La guerre en Ukraine a également eu des conséquences sur la main-d’œuvre du secteur maritime, qui connaissait déjà des pénuries. Le personnel russe représente un peu plus de 10 % du nombre de marins dans le monde, qui s’élève à 1,89 million, et le personnel ukrainien, environ 4 %. Ces professionnels pourraient rencontrer de multiples difficultés pour rentrer chez eux ou rejoindre leurs navires, à la fin de leurs contrats. Parallèlement, la prolongation du conflit pourrait avoir des répercussions graves, susceptibles de transformer durablement le commerce mondial de l’énergie et autres matières premières. Une interdiction de grande ampleur des importations de pétrole russe pourrait accentuer la hausse des prix et la baisse de disponibilité du combustible de soute. Elle pourrait pousser les armateurs à utiliser des carburants alternatifs qui, s’ils sont de qualité inférieure, pourraient causer des bris de machines.
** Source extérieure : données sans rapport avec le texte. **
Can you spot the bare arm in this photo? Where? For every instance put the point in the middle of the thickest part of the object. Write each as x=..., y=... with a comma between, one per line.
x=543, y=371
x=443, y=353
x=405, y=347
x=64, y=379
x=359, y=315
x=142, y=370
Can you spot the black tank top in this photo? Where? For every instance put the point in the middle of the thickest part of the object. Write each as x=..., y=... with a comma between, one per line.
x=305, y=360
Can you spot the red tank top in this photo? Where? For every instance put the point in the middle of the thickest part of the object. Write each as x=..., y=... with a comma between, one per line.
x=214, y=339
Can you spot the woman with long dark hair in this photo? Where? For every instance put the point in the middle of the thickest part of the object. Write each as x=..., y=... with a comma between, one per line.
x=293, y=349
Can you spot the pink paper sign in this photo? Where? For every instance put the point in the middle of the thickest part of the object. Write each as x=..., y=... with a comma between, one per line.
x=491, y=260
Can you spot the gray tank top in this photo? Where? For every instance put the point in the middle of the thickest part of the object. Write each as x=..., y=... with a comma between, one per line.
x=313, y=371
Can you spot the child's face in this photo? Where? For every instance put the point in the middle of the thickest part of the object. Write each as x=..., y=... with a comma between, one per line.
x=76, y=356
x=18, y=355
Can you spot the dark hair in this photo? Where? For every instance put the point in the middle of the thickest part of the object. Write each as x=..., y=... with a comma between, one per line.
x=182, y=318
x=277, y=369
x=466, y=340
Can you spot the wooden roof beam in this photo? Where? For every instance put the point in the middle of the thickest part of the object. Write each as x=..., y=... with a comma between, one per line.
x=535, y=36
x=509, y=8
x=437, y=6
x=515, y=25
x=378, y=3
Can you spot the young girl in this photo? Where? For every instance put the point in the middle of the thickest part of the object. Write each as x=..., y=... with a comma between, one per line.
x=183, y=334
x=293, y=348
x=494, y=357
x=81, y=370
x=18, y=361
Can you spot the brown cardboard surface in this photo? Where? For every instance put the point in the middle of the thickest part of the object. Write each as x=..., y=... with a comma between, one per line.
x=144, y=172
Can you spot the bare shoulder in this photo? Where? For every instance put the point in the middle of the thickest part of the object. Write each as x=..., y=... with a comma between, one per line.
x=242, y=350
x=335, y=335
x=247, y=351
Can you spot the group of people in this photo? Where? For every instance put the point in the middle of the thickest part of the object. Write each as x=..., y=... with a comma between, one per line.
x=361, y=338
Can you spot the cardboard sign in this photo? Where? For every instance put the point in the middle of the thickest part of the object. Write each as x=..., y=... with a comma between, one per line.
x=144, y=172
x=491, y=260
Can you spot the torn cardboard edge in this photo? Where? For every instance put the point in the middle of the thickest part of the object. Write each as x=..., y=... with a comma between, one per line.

Par ailleurs, les autorités chargées de la sécurité continuent d’alerter sur l’augmentation des risques cyber dans le secteur maritime, tels que le brouillage du GPS, l’usurpation du système d’identification automatique et les interférences électroniques.

« Les assureurs devraient recevoir plusieurs demandes d’indemnisation au titre des risques de guerre, pour les navires endommagés ou perdus en raison de mines sous-marines, de tirs de missiles et de bombardements dans les zones de conflit, explique Justus Heinrich, directeur mondial des produits d’assurance maritime chez AGCS. Des demandes d’indemnisation au titre des risques de guerre maritime, pour les navires et les cargaisons bloqués ou pris au piège dans les ports et les eaux côtières de l’Ukraine, pourraient également leur être adressées. »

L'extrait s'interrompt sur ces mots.